On this point again -- that is to say, on St Benedict's attitude toward learning and toward study -- varying judgments have been expressed.

He proposes to treat it first by reference to the Rule itself -- what it says of study and learning -- and then by comparison with the method of Cassiodorus, who was a contemporary of Benedict's, another Roman from a good family.   

So first, the Rule itself.     We see the same elements that distinguish St Benedict's Life.   Literary and liberal studies are undertaken, then left, for the sake of the search for God.   But though the priority is clear -- that learning is not an end in itself --  still, learning and study retain their importance as a means to reach the end, to seek and know God.

"The fundamental fact that stands out in this domain is that one of the principal occupations of the monk is the lectio divina, which includes meditation:  meditari aut legere.   Consequently one must, in the monastery, possess books, know how to write them and read them, and, therefore, if it be necessary, learn how to read."

Meditari aut legere -- to meditate or to read.   The link goes to the written version of a lecture by Fr Joseph Koterski SJ (there's an audio version too), given at the New England campus of Thomas Aquinas College.   Fr Koterski weaves together Thomistic theology principles with reflections on Leclercq's book. He calls to mind the monastic culture that formed Aquinas in his youth before he joined the Order of Preachers.  

Thomas Aquinas, to be sure, was not a monk but a mendicant friar. His education, however, began in the great Benedictine abbey of Monte Cassino, where he was an oblate from about age seven to about age twelve. The wars then ravaging the region led his parents to bring him home. A bit later he was sent to the newly founded university in Naples. There he met the Order of Preachers and decided to join their ranks. ... What he had learned of the trivium from the Benedictines proved to be of abiding value to his life as a Dominican friar and to all his subsequent theological work.

Though Aquinas became a Dominican, and continued and developed the quaestio method of the Scholastics, Fr Koterski's point is that he did not desert the primary monastic goal of seeking God -- quaerare Deum.  

On meditari aut legere:

I draw the title for this lecture from a book that I hope you will someday read: The Love of Learning and the Desire for God by Jean Leclercq, O.S.B.1 The author is a Benedictine monk, whose aim is to provide an understanding of the heart of monasticism by introducing his readers to a rich array of medieval authors. His method is to show the profound interconnection that these authors saw between – of all things! – grammar and spirituality.

For the proper study of revelation as it is found in the scriptures, the monks needed to be able to read, to comprehend what they were reading, and to read what was deeply nourishing. Leclercq traces his theme as it appears in such well-known figures as Benedict and Gregory the Great and Bernard of Clairvaux, as well as in a vast range of lesser lights, all of whom were committed to living out the Benedictine motto: ora et labora (work and pray).

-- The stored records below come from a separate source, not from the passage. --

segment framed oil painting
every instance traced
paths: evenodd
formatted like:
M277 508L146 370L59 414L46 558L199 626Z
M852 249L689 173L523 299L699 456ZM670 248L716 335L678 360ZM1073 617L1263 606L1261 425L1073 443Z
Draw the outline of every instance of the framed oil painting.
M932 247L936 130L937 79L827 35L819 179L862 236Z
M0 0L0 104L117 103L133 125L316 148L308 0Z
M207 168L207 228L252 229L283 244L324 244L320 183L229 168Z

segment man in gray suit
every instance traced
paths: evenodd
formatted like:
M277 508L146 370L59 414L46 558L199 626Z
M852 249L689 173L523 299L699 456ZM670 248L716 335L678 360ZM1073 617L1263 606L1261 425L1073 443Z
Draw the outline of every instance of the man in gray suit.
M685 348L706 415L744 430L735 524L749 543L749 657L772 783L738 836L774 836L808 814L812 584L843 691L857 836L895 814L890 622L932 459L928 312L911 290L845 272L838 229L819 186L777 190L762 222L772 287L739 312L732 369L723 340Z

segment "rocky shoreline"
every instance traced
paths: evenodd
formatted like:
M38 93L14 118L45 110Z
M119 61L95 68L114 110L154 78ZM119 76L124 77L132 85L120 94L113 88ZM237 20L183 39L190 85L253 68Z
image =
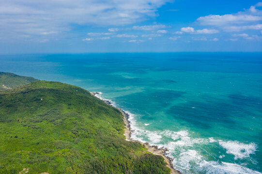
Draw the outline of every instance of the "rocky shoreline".
M94 96L98 98L99 99L103 100L106 104L114 107L113 106L112 106L112 104L113 104L113 103L111 101L98 97L97 95L100 95L101 93L91 92L91 94L93 95ZM118 109L119 111L120 111L122 113L122 115L123 116L123 121L125 124L125 129L124 130L124 134L126 138L127 141L132 141L134 142L139 142L142 145L143 145L147 148L147 150L149 152L153 153L153 154L156 155L160 155L161 156L163 157L163 158L164 158L164 159L165 160L165 161L168 164L167 165L168 167L169 167L170 169L171 170L171 174L182 174L182 173L175 170L174 168L173 165L172 164L172 162L173 161L173 160L171 159L170 158L169 158L168 157L165 156L165 155L169 151L167 148L163 148L163 147L158 148L158 147L156 145L150 145L147 142L145 143L143 143L139 141L133 140L131 138L131 133L133 131L133 130L132 130L131 129L131 128L130 126L131 126L130 122L128 120L128 118L130 116L126 112L125 112L125 111L123 111L121 108L116 108L115 107L115 108Z

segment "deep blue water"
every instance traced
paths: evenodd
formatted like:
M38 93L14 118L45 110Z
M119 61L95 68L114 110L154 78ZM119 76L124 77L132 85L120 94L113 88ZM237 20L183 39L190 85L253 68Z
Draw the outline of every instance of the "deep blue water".
M0 71L102 92L184 173L262 172L261 53L0 56Z

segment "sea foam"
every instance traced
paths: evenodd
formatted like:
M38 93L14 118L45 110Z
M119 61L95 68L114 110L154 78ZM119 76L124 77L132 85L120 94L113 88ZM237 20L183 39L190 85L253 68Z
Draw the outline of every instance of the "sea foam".
M257 145L254 143L246 144L237 141L219 141L220 146L227 150L227 153L234 155L235 160L249 157L250 154L255 153Z

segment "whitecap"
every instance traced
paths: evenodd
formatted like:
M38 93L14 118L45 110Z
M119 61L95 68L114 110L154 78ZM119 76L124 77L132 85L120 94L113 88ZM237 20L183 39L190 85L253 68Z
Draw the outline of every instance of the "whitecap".
M237 141L223 141L219 140L220 146L227 150L227 153L234 155L235 160L249 157L250 154L255 153L257 145L254 143L246 144Z
M214 143L214 142L217 142L216 140L214 140L213 137L208 138L208 139L209 140L209 142L210 143Z

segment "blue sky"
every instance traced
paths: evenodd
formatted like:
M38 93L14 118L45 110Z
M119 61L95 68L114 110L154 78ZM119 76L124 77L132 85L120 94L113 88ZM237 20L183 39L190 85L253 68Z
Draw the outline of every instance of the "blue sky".
M262 2L0 0L0 54L262 51Z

The writers under study in this volume composed learned commentaries on the Bible. But not all those who entered monasteries had yet mastered the art of reading anything, and so they also composed countless grammars and other aids useful for advancing in the monastic practice of lectio divina. To use a phrase found frequently in their grammar books, their goal was to help individuals with what they needed in order to pray: meditari aut legere (to meditate or to read). In the spirit of Leclercq’s focus on the connection between grammar and spirituality, I will return in due to time to a consideration of the interesting conjunction used in the phrase meditari aut legere – the word aut (or) is more significant than one might at first think.

I will save the consideration of the conjunction "aut" for another post!   

And also, Fr Koterski's sketch of Thomas Aquinas's core theological principles.